Bringing Down The Iron Curtain

During the 80s, with artists I managed, I visited most of Eastern Europe's capitals. All of them smelt of decay. Buildings were dilapidated and hotels grubby. You could be arrested for taking a photograph where you shouldn't, or walking down the wrong street. In Moscow, the hotel staff were indistinguishable from police. "Your flight is cancel. You will delay 48 hours. We will retain your passport. Eat in the designated place."

Last week's Guardian interview with Mikhail Gorbachev made me realise how much I miss the Iron Curtain. It made the world so simple - good on one side, bad on the other.

My first glimpse of it was in the mid-1970s when I went to West Berlin, a flagship of Western consumerism stuck behind enemy lines. People usually flew. I took the train.

It left from Hamburg in West Germany and ran through East Germany hemmed in by electric fences. Inside you were in the comfortable warmth of capitalism; outside was communism.

An hour from Berlin the outside invaded. The train screeched to a halt and we were boarded by East German police. They came stamping down the corridors clattering their pistols against the windows and yelling at passengers. The woman they were looking for was hauled away.
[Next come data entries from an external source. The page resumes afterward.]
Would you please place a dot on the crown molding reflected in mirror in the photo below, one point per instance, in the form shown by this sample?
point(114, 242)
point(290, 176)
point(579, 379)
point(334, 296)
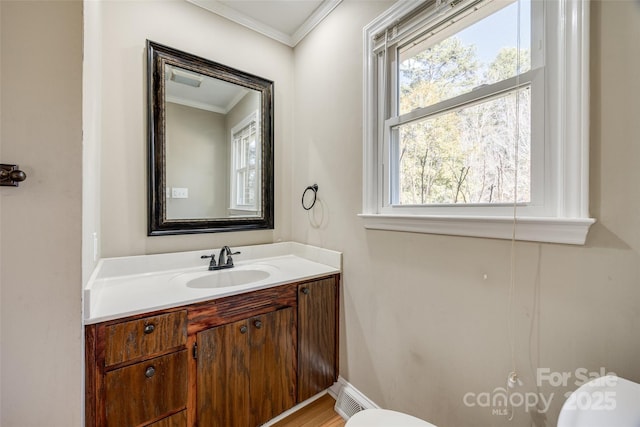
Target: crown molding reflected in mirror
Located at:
point(210, 145)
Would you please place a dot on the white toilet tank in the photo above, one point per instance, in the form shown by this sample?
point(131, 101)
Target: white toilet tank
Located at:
point(605, 401)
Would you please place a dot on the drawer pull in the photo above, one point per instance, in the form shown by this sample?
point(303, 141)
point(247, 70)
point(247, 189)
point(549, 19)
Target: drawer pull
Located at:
point(150, 372)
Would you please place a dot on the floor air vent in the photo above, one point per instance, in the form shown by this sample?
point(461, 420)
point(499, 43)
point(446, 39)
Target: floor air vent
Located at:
point(349, 402)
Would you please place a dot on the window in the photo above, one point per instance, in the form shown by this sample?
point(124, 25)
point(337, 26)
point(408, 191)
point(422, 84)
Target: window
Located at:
point(475, 113)
point(245, 156)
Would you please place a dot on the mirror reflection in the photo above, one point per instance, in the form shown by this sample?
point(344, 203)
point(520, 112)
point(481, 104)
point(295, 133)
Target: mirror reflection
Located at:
point(210, 145)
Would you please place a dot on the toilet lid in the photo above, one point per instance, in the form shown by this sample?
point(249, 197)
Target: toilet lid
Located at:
point(385, 418)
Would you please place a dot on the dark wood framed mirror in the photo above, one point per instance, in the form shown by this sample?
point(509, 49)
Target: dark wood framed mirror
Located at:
point(210, 145)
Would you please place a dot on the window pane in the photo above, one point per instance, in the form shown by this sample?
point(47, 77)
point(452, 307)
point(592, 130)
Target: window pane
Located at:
point(467, 155)
point(455, 58)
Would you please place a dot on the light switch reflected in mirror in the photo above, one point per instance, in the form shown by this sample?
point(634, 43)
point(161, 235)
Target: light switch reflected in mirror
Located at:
point(211, 146)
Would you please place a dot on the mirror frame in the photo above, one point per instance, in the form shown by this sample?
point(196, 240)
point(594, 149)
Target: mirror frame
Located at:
point(157, 56)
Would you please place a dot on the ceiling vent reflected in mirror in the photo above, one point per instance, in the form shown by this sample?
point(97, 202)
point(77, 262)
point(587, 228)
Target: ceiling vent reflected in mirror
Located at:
point(184, 77)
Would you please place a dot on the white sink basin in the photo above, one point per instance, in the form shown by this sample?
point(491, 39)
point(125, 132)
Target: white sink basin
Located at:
point(236, 276)
point(225, 278)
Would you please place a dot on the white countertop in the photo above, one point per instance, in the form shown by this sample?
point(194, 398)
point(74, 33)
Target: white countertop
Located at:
point(121, 287)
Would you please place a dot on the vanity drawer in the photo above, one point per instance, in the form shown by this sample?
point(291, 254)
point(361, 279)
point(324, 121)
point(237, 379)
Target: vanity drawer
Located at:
point(175, 420)
point(147, 390)
point(145, 337)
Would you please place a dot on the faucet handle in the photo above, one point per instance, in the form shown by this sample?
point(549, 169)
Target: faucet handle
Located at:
point(229, 253)
point(213, 258)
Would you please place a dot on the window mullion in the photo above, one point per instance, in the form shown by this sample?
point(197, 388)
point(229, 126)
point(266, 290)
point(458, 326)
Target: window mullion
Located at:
point(476, 96)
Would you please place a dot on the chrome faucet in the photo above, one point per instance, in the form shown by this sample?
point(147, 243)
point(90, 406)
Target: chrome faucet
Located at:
point(224, 259)
point(228, 263)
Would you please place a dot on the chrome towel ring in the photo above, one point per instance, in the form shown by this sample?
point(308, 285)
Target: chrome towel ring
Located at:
point(314, 188)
During the 80s, with artists I managed, I visited most of Eastern Europe's capitals. All of them smelt of decay. Buildings were dilapidated and hotels grubby. You could be arrested for taking a photograph where you shouldn't, or walking down the wrong street. In Moscow, the hotel staff were indistinguishable from police. "Your flight is cancel. You will delay 48 hours. We will retain your passport. Eat in the designated place."

They'd give you vouchers for six identical meals - stale fish, boiled chicken, black bread, grey margarine. If you didn't eat it, there was nothing else. The shops were empty.

And with nothing to do and nothing worth eating, visiting businessmen were often entrapped by KGB hookers or people selling black-market caviar. And then sometimes blackmailed.

In the early 1990s I managed CC Catch, a German girl who's cheerful style of Europop clicked with Muscovites. Hits and a pretty face got us into illicit nightclubs that catered to a privileged cabal - ballet dancers, film stars, politburo members, and mafia chiefs. You'd be safe talking to one; in trouble speaking with another. But you never knew which - like an incomprehensible game.

I made a wrong move and got inveigled into judging a singing contest in Almaty, the capital of Kazakhstan. There were six judges, five from non-communist countries and one from Cuba. For three consecutive nights twenty contestants had to perform a song each. The fourth night was for awards.

The first evening's show dragged on till 11, then it was dinner with the mayor. He plied us with vodka, toasted everyone lavishly, and announced, "You will be making the North Korean singer win."

We said maybe we wouldn't.

Undeterred, he poured us more drink and praised the North Korean's qualities - "his fine tone, his range, his sensitivity" - none of which he actually had.

When someone said it was time for bed the mayor proposed more toasts. There were no taxis and we had no idea where we were. We were stuck. It was 5am before we were taken to the hotel and three hours later we were woken for a tour of the city.

Next night was the same. After the show we were whisked off to dinner where the mayor again said the North Korean must win. We were tired. Two of us said OK; three said we didn't care. The Cuban judge held out, so we were kept up late again. And woken early.

That's how the Soviet Union operated - intimidation and coercion. This was the gentle version - for foreign visitors.

After the third evening's show the mayor wanted to know our final choice, ready for the next night's awards. The Cuban had developed a cold. All he wanted was to go back to the hotel. Us too! So we told the mayor, "OK - North Korea wins."

But the following evening we did the West proud. When it came time to announce our decision we voted unanimously for the Filipino. The mayor glowered. It was as if we'd undermined everything the Soviet Union stood for. And perhaps we had.

A week later there was a coup. Gorbachev was put under house arrest, Yeltsin took power in the Russian parliament, and four months later the Soviet Union was dissolved.

At the time it felt good to have helped destroy communism, but later I regretted it. A trip behind behind the Iron Curtain was an irreplaceable experience - a trip to the other side of life - and now it's gone.

These days you check into the Moscow Marriott or the Hilton and they're the same as 5-star hotels everywhere. You shop at Next or Armani, and eat at any of a hundred good restaurants. Moscow is as pleasant and prosperous as Paris or London.

Which is a pity! Because when it was communist, getting back home always felt so incredibly good.

Especially with a kilo of black-market caviar.